This is a java implementation of SRU for HZSK with CLARIN-FCS stuffs included.
Ideally maven commands will automagicate these:
- Java
- Maven
- Tomcat
- JDBC
- CQL java
- Exmaralda 1.9 (this may not be automagic?)
From CLARIN.eu repo:
- SRUServer
- FCSSimpleEndPoint
- (and their deps)
I currently work with it by doing things like:
mvn compile
mvn package
mvn install
cp target/*.jar $MAVENDEPLOY/
I guess you could also set up the mvn deploy target somehow.
You need to query the web address with parameters operation, version and query.
The connection to mySQL database holding dumped exmaralda corpora is in
src/main/webapp/META-INF/context.xml
, this is not distributed. The XML's in
src/main/webapp/WEB-INF/
have some static metadata view on the project, but
if the database works, lots of things are pulled from there.

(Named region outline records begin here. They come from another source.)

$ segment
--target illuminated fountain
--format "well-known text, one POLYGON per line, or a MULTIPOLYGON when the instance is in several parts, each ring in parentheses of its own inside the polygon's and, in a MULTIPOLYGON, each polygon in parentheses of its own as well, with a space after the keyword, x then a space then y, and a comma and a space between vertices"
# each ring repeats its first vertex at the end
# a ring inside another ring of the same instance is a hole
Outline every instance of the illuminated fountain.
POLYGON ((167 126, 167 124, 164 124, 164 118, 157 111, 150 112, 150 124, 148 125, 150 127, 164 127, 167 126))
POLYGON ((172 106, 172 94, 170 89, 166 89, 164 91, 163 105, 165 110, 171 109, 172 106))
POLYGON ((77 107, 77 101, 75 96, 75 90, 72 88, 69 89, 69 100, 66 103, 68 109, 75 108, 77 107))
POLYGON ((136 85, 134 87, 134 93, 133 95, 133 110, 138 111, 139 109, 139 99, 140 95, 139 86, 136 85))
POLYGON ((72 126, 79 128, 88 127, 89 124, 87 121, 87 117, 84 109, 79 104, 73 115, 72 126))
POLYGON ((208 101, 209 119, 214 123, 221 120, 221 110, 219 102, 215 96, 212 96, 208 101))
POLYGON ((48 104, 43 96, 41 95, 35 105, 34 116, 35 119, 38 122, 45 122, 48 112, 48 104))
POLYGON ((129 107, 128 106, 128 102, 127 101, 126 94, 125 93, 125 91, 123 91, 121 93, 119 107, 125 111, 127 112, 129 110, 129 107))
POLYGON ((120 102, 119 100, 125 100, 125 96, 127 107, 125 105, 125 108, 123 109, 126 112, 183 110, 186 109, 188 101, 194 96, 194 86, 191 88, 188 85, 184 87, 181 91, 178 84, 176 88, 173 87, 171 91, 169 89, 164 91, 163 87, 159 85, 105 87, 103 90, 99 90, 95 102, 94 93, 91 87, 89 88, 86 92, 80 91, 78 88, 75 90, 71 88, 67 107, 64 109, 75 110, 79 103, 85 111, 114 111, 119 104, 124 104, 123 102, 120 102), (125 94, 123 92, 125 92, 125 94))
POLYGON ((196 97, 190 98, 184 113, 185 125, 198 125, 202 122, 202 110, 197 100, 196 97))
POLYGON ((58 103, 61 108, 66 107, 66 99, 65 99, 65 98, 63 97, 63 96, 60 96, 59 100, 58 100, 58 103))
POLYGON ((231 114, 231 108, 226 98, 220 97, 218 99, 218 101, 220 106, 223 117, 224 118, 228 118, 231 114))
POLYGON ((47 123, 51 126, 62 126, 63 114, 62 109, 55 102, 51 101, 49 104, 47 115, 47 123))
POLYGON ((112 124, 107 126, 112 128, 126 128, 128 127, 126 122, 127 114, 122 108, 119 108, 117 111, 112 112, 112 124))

There's also some
settings.
There's standard API doc stuff in the code you can use, e.g. in target/apidocs/. It's always the up-to-date place to look at things. I'll describe here briefly and informally how this package works. There aren't that many things in it: HZSKSRUSearchEngine is the main class, the CorpusConnection is a database implementation of searches, DBSearch classes are simple structs for storing the DB results, HZSKSRU Result classes wrap DB results to be compliant with FCS/SRU stuff.
I drew a graph of the subset of the DB in use for these searches in
dev/corpora-db.svg
(not distributed). The DB is automatically converted from
exmaralda files, the whole system has dozens of tables but lot of data is empty.
A default request or searchRetrieve is parsed as CQL or FCS search and turned into a simple text search targetted to database. The default search only finds text from annotated segments that are of type sc and name speakerContribution. The advanced search atm finds all segments with parent matching this segment, later versions should probably too more exact matching and layer selections.
A request for SRU explain may be resolved using a database query, but since my test databases don't have this informations set up, we have a static endpoint description in WEB-INF dir.
SRU scan doesn't have anything yet, either upstream classes provide something for it or not.
If you are working within HZSK please also push to $GITDIR/HZSKsru.git.